Le di una bici que tenía sin uso de hace tiempo. Soy de esos arranques porque sí, aun cuando al día siguiente me pregunte qué razón pude tener para perder mi amada bici, por muy falta de uso y abandonada que pudiera estar. No hay respuesta para eso. La respuesta trasciende las palabras. Desde ese día lo vi ir y venir de dónde sea que viviese con otra cara. Nuestra relación creció en los breves instantes en que yo salía corriendo para ir a ganarme la vida y volvía también corriendo ya habiéndomela ganado. ¿Ganarme la vida? Qué podía significar aquello.

Pero hoy era distinto. Sus ojos tenían un fulgor malicioso, que se alzaba en medio de nuestra conversación.

—Qué pasa, te veo como ido —le dije-. Era como si fuese a cagarse a trompadas con el primer boludo que le dijese A, y yo era ese boludo y estaba parado al lado suyo.

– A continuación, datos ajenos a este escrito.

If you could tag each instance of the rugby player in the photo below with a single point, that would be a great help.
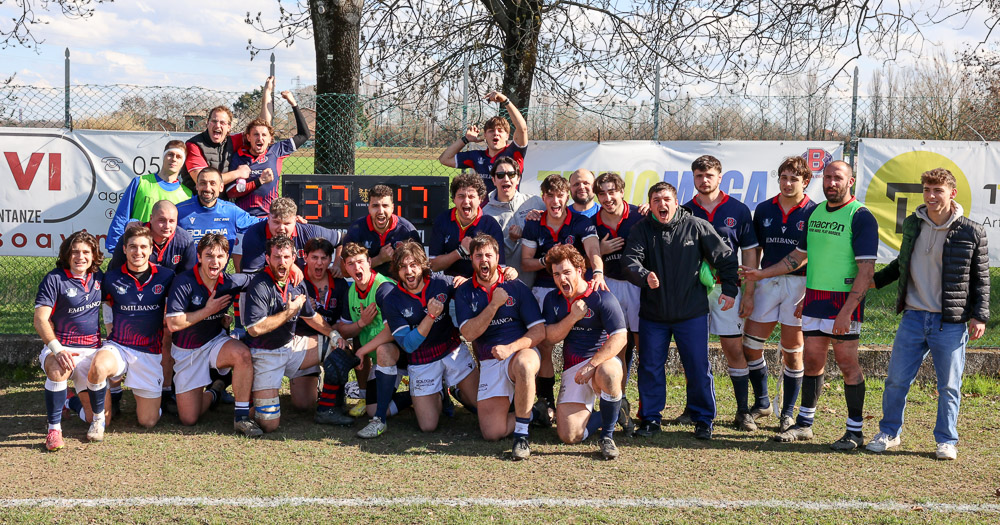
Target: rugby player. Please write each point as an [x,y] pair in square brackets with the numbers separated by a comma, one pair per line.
[733,222]
[454,229]
[136,203]
[363,320]
[270,308]
[196,314]
[663,255]
[381,230]
[502,320]
[137,293]
[66,319]
[496,131]
[613,224]
[591,326]
[214,147]
[558,225]
[842,238]
[416,312]
[778,224]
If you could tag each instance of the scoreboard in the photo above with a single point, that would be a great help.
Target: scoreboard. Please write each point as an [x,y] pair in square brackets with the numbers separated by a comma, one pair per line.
[336,201]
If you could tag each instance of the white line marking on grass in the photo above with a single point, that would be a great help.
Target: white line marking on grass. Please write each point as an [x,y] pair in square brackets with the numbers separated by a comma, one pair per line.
[683,503]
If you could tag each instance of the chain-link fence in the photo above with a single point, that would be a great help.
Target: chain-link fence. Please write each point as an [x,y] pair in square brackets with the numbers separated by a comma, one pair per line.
[375,137]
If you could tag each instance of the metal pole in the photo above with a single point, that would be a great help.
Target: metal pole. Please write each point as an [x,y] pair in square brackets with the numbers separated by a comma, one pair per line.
[656,102]
[854,120]
[67,119]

—Que estoy podrido loco, no me alcanza para nada. Me canso. Yo antes andaba en la mala con otros pibes, metíamos caño y todo era más fácil. Y ahora cada vez que se hace de noche y me pongo a contar las monedas, siento que es una pérdida de tiempo, no avanzo para ningún lado.

Nadie dijo que fuese fácil, iba a decir, y sin embargo dije:

—Es jodido, ¿no?

—Sí —dijo y clavó la mirada en una vecina que salía del edificio de enfrente—. ¿Ves? —agregó— Yo a esa le conozco la vida. Sé a qué hora sale, con quién se ve, a qué hora vuelve, el piso en que vive, y hasta podría decirte cuánta guita lleva en la cartera. Lo noto por las pilchas, por la cara que tiene, por cómo trata a la gente como yo.

—Ajá, ¿y entonces?

—Nada, eso. Es que a veces… —yo agregué todo el resto. Lo vi en una noche cualquiera, nervioso, tendiendo la emboscada. Ella saliendo con su modo de llevarse la vida por delante, y él tomándola por detrás, sin importarle que lo reconociese, cobrándose parte de lo que todos le robamos de su vida, sin poder volver nunca más a esta cuadra, a este barrio donde se lo quería y respetaba, gastando ese dinero sucio en cosas sin importancia, volcado al desparpajo desaprensivo del delito, ligero de conciencia, vendido a ese costado suyo que le saltaba por un instante de los ojos.

—Y qué pensás hacer Dieguito —le dije, muy serio, mientras la noche caía como una mano negra que hacía presentir los oscuros recovecos del corazón humano.

Revoleó el trapo y no me contestó. Yo subí a mi departamento con pocas esperanzas. Probablemente las noticias hablaran de él al día siguiente. También de una vecina asaltada. No lo sabía, prefería pensar en el tipo que yo conocía, ese que encontraba sonriendo cada mañana, con algún motivo inútil para darle sentido a sus días.